DETROIT (CBS DETROIT) – While Michigan State coach Tom Izzo always hypes up the rivalry game between the Spartans and the Wolverines, Michigan coach John Beilein takes a more measured approach.

During a media availability session on Friday, Beilein said he expected players to get up for games the same way every time. That said, he knows the Wolverines need some extra toughness down the stretch to have a chance Saturday in Breslin Center, where Michigan State beat Michigan 75-52 last year.

As sophomore guard Nik Stauskas put it Wednesday, “They punked us.”

Much has been made about the atmosphere of Breslin, the amount of racket the Michigan State crowd generates. Beilein, though, is more impressed by the Spartans themselves than by the noise their fans contribute.

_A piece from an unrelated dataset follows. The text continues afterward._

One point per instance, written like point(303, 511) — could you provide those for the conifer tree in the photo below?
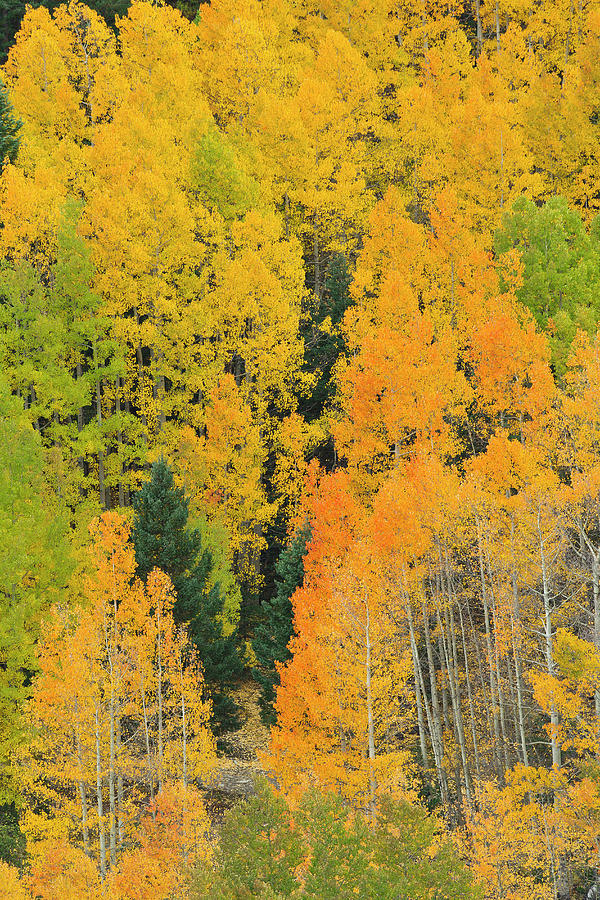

“They’re strong,” Beilein said. “They really have a great plan of playing physical basketball and just do it really well, and so if our guys back down from that, we’ll do like we did last year. We cannot back down to that.”

Staying aggressive against the Michigan State defense could be easier said than done. The Spartans, who have lost just one game this season, rank 11th nationally in field goal percentage defense, allowing opponents to make just 37.9 percent of their shots.

“The defensive numbers are staggering, how good they are,” Beilein said. “We’re trying to find weak links to attack. We can’t find them. They’re just good.”

The Spartans will likely be missing two key players – Adreian Payne, who has missed the last four games with a foot injury, and Branden Dawson, who broke his hand this week when he slammed it on a table in frustration during film study.

Payne is the team’s second-leading scorer (16.2 points per game) and rebounder (7.7 boards per game). Dawson, the team’s leading rebounder with 8.7 boards on average, was also turning in 10.2 points per game. Beilein is not convinced those losses will hamper the Spartans.

“If they put [Denzel] Valentine as a four man, then they’ll be quick as heck all over the place,” Beilein said. “They’re not the post-up team they’ve been in the past, so as a result they may be really good playing small. I think they have been. Whatever five players they put out on the floor, they’re going to be good.”

When the Wolverines lost in a blowout in Breslin last season, one of the factors was foul trouble for star Trey Burke, who has since left for the NBA. Just like Michigan could not afford foul trouble then, Beilein said the Wolverines cannot go deep into their bench now.

“We can’t,” Beilein said. “There’s not a whole lot of depth in there … I think when you’re deep in your bench, it’s 10, 11, 12. Those guys won’t be out there.”

The spark plug for Michigan, particularly in Wednesday’s win over No. 10 Iowa, has been Stauskas. He scored 26 against the Hawkeyes, punctuating each made three by holding up three fingers, and he made baskets at all the critical moments. Michigan expects Stauskas to get extra attention from defenders and has tried to prepare accordingly for how teams may play him physically to try to throw him off his game.

“We try to simulate that,” Beilein said. “We haven’t seen it in a little bit, though, so I don’t know how good we would be at it, but we try to simulate that and find ways where we can get him into his sweet spots. If they do that, I’m sure they’ll be one of the better teams to do it. We’ll have to find other ways to get him points and get the rest of the team points.”